In honor of Pride month, it’s time to break down some history behind the pink triangle that is often seen as a symbol of LGBTQ+ pride.
The Pink Triangle and the Holocaust
The origins of the pink triangle date back to the early 20th century during the Holocaust. Among the 11 million people who were taken and killed by Nazis, some were forced to wear upside-down pink triangle patches as an indicator that they were labeled as gay by Nazi soldiers whether they were Jewish or not. Prisoners with the pink triangle were treated as the lowest of the low in concentration camps. It is said that they served the most brutal experience. Many had to endure testicular torture, conversion therapy, medical experiments, segregation, and more. They were even labelled as “doll boys” by Nazi soldiers.
The triangle was known as the “die Rosa-Winkel” and it remains a solid part of LGBTQ+ history.
Awareness of the prisoners who had to wear these triangles during the Holocaust came to light in the 1970s, when the gay liberation movement was at large after the Stonewall riots in America.

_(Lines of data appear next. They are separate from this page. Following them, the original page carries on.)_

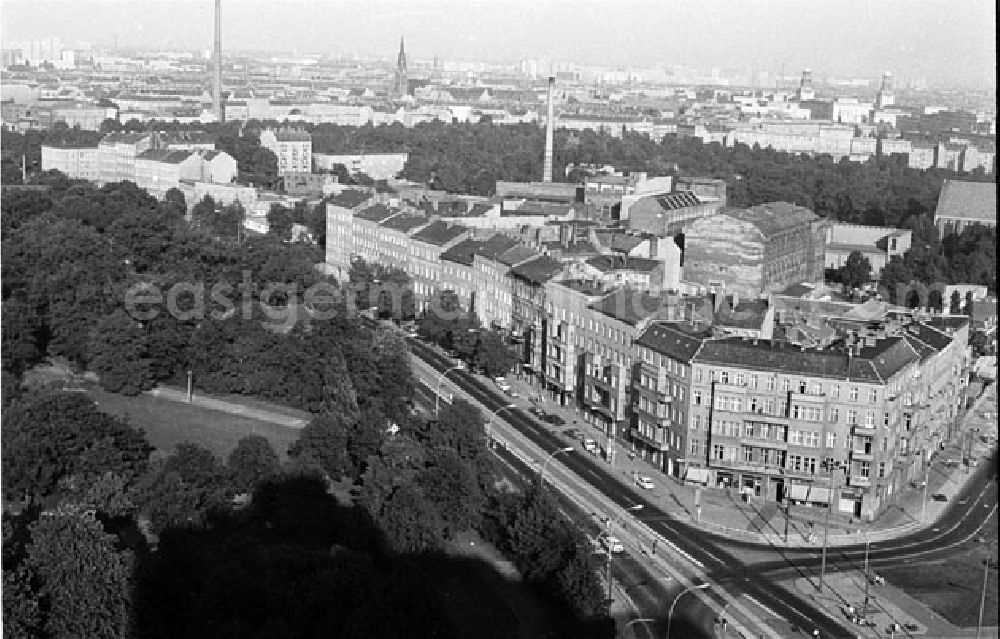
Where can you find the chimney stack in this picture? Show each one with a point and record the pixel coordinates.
(217, 93)
(547, 174)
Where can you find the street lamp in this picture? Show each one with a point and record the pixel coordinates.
(610, 554)
(826, 526)
(437, 391)
(541, 472)
(643, 620)
(670, 614)
(986, 577)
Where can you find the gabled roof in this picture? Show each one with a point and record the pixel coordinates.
(496, 246)
(628, 306)
(463, 253)
(166, 156)
(677, 340)
(968, 200)
(517, 254)
(349, 199)
(607, 263)
(774, 217)
(440, 233)
(404, 222)
(375, 213)
(537, 271)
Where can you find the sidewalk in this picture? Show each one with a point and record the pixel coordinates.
(723, 512)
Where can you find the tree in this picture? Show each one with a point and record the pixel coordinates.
(50, 436)
(119, 354)
(856, 272)
(84, 579)
(251, 462)
(492, 355)
(323, 442)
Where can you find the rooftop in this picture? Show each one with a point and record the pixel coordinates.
(967, 200)
(537, 271)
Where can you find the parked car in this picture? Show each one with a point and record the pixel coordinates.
(644, 482)
(612, 543)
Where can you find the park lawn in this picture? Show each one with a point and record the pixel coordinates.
(168, 423)
(953, 588)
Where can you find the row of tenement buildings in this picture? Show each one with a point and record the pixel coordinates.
(718, 360)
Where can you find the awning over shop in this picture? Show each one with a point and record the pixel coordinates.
(699, 475)
(819, 495)
(798, 492)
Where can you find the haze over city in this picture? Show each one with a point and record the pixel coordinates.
(949, 44)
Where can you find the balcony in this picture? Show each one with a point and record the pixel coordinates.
(649, 441)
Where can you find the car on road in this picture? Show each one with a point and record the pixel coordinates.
(644, 482)
(613, 544)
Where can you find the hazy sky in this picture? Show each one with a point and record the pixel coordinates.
(951, 41)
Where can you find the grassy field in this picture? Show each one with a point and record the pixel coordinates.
(167, 423)
(953, 588)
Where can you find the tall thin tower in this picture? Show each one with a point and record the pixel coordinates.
(217, 88)
(549, 126)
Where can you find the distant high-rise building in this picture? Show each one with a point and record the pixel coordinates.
(400, 88)
(886, 96)
(805, 86)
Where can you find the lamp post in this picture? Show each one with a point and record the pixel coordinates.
(982, 597)
(643, 620)
(670, 613)
(826, 526)
(927, 476)
(541, 472)
(437, 391)
(868, 580)
(607, 533)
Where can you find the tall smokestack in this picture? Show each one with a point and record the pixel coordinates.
(217, 93)
(547, 174)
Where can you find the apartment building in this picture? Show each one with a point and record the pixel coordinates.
(340, 211)
(528, 310)
(292, 148)
(426, 247)
(366, 231)
(117, 153)
(76, 162)
(771, 419)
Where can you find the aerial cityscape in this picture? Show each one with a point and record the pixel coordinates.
(499, 320)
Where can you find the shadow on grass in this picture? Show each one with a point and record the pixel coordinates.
(297, 563)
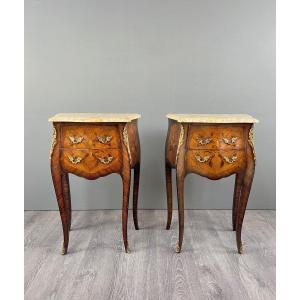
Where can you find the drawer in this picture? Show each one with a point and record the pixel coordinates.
(90, 137)
(203, 137)
(91, 163)
(215, 137)
(215, 163)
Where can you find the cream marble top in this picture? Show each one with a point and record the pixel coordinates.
(207, 118)
(93, 117)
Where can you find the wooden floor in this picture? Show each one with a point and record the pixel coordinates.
(96, 266)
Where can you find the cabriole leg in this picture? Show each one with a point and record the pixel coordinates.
(168, 171)
(236, 197)
(242, 203)
(57, 175)
(135, 194)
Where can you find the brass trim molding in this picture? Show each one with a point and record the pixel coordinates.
(53, 142)
(230, 141)
(105, 160)
(76, 139)
(104, 139)
(74, 159)
(204, 159)
(251, 140)
(180, 141)
(230, 160)
(204, 141)
(126, 141)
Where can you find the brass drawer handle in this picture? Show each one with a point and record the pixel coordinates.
(204, 159)
(75, 159)
(106, 160)
(230, 160)
(230, 141)
(76, 139)
(104, 139)
(204, 141)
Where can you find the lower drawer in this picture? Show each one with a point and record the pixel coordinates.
(215, 164)
(91, 164)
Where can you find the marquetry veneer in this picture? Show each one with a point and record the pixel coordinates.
(93, 146)
(213, 146)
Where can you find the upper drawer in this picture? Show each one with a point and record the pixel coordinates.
(215, 137)
(90, 136)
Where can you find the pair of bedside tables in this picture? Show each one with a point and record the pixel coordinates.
(96, 145)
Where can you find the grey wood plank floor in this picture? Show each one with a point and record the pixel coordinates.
(96, 266)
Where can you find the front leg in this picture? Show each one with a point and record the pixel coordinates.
(168, 171)
(57, 177)
(242, 203)
(126, 177)
(67, 197)
(180, 198)
(236, 197)
(180, 175)
(136, 182)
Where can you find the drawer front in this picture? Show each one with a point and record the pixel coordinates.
(215, 137)
(202, 137)
(215, 164)
(90, 137)
(91, 163)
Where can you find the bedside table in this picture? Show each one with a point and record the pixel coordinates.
(213, 146)
(93, 146)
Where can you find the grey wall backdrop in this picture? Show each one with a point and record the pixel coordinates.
(149, 57)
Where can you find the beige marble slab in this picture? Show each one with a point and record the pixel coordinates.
(93, 117)
(212, 118)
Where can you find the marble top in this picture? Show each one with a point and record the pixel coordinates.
(208, 118)
(93, 117)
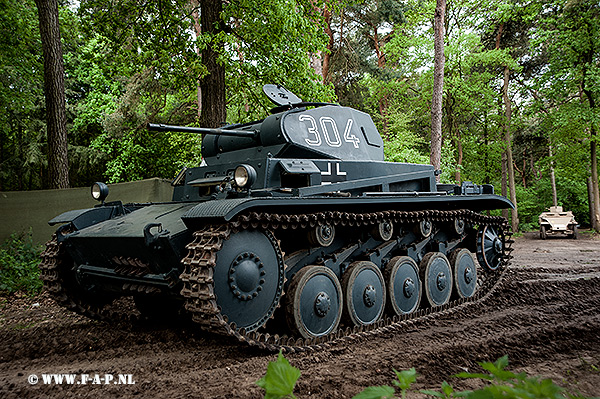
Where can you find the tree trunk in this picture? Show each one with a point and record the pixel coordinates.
(438, 86)
(195, 5)
(591, 200)
(54, 91)
(595, 214)
(594, 177)
(553, 179)
(212, 86)
(509, 158)
(327, 54)
(503, 185)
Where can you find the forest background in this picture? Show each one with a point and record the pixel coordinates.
(520, 77)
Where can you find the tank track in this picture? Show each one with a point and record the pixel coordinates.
(202, 303)
(53, 257)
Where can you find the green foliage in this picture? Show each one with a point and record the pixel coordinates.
(19, 260)
(280, 379)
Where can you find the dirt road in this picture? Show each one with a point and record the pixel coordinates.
(545, 317)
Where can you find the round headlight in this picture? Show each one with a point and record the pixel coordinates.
(99, 191)
(244, 176)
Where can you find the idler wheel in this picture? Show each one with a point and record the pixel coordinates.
(490, 247)
(322, 235)
(437, 278)
(248, 278)
(364, 293)
(465, 273)
(314, 302)
(403, 285)
(383, 231)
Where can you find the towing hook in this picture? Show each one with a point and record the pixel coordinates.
(151, 239)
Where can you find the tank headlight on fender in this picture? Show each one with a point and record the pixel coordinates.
(99, 191)
(244, 176)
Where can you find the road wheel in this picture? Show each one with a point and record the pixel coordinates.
(364, 293)
(437, 278)
(314, 302)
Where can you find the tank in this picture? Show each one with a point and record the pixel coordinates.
(292, 233)
(557, 222)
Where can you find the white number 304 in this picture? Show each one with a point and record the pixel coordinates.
(330, 131)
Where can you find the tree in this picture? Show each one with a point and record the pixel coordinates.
(438, 85)
(54, 90)
(213, 106)
(570, 33)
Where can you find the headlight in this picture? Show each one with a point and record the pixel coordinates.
(99, 191)
(244, 176)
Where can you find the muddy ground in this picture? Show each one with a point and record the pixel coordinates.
(545, 317)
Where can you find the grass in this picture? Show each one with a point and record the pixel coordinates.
(281, 377)
(19, 260)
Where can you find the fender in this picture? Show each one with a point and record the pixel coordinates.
(227, 209)
(82, 218)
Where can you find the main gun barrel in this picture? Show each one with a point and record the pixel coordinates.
(203, 130)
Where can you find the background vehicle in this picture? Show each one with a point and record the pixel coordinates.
(556, 221)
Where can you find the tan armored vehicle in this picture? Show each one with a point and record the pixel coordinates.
(556, 221)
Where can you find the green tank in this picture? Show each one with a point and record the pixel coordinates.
(294, 232)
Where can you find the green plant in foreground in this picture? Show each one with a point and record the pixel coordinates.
(280, 379)
(19, 259)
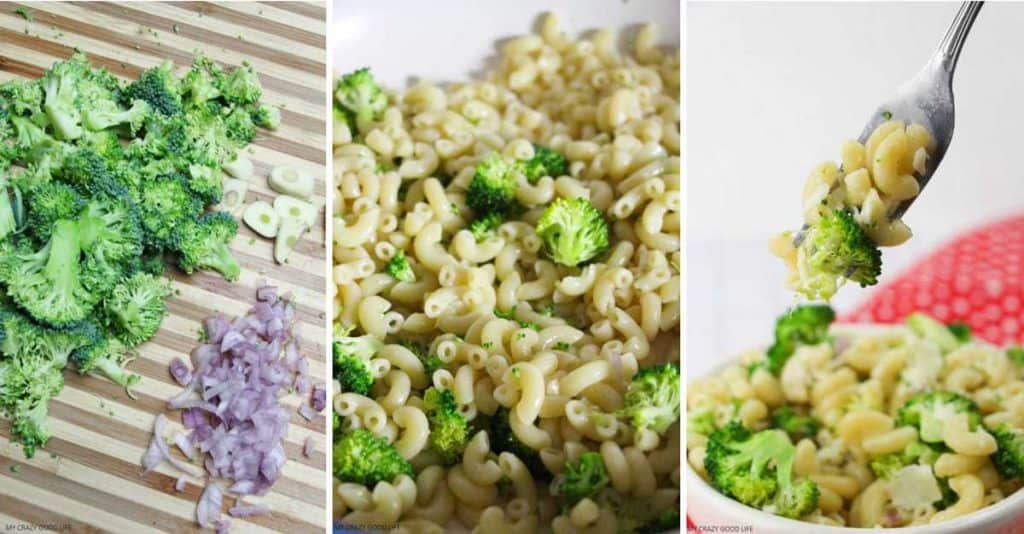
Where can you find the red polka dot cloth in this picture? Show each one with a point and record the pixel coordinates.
(977, 279)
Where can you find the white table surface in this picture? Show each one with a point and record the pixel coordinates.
(449, 40)
(773, 88)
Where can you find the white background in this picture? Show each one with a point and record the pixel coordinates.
(449, 40)
(772, 89)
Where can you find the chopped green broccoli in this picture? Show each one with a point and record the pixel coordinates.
(652, 398)
(545, 162)
(504, 440)
(1009, 459)
(929, 411)
(159, 88)
(757, 469)
(585, 478)
(359, 95)
(204, 244)
(449, 428)
(483, 228)
(795, 423)
(135, 307)
(107, 357)
(493, 188)
(364, 458)
(807, 324)
(836, 247)
(48, 282)
(399, 269)
(573, 231)
(351, 362)
(1016, 355)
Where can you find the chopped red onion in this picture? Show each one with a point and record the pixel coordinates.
(243, 510)
(231, 403)
(180, 371)
(318, 400)
(307, 411)
(208, 509)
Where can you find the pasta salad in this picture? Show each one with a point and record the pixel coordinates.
(846, 210)
(875, 427)
(507, 293)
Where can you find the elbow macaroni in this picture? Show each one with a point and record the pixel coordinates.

Pink Triangle & LGBTQ+ Pride
Gay-rights activists wore the triangle as a form of protest and reclamation of a symbol that was used to discriminate against people of the LGBTQ+ community. It became a symbol to fight against the stigma of HIV and AIDS in the late 1970s, which was a time when public discussions of putting gay men into camps and having the triangle tattooed on them to warn potential partners circled around at rapid rates.
Today, the die Rosa-Winkel is worn at Pride events to represent the same mission of the activists from the 70s: reclamation of a symbol that was once harmful to the queer community.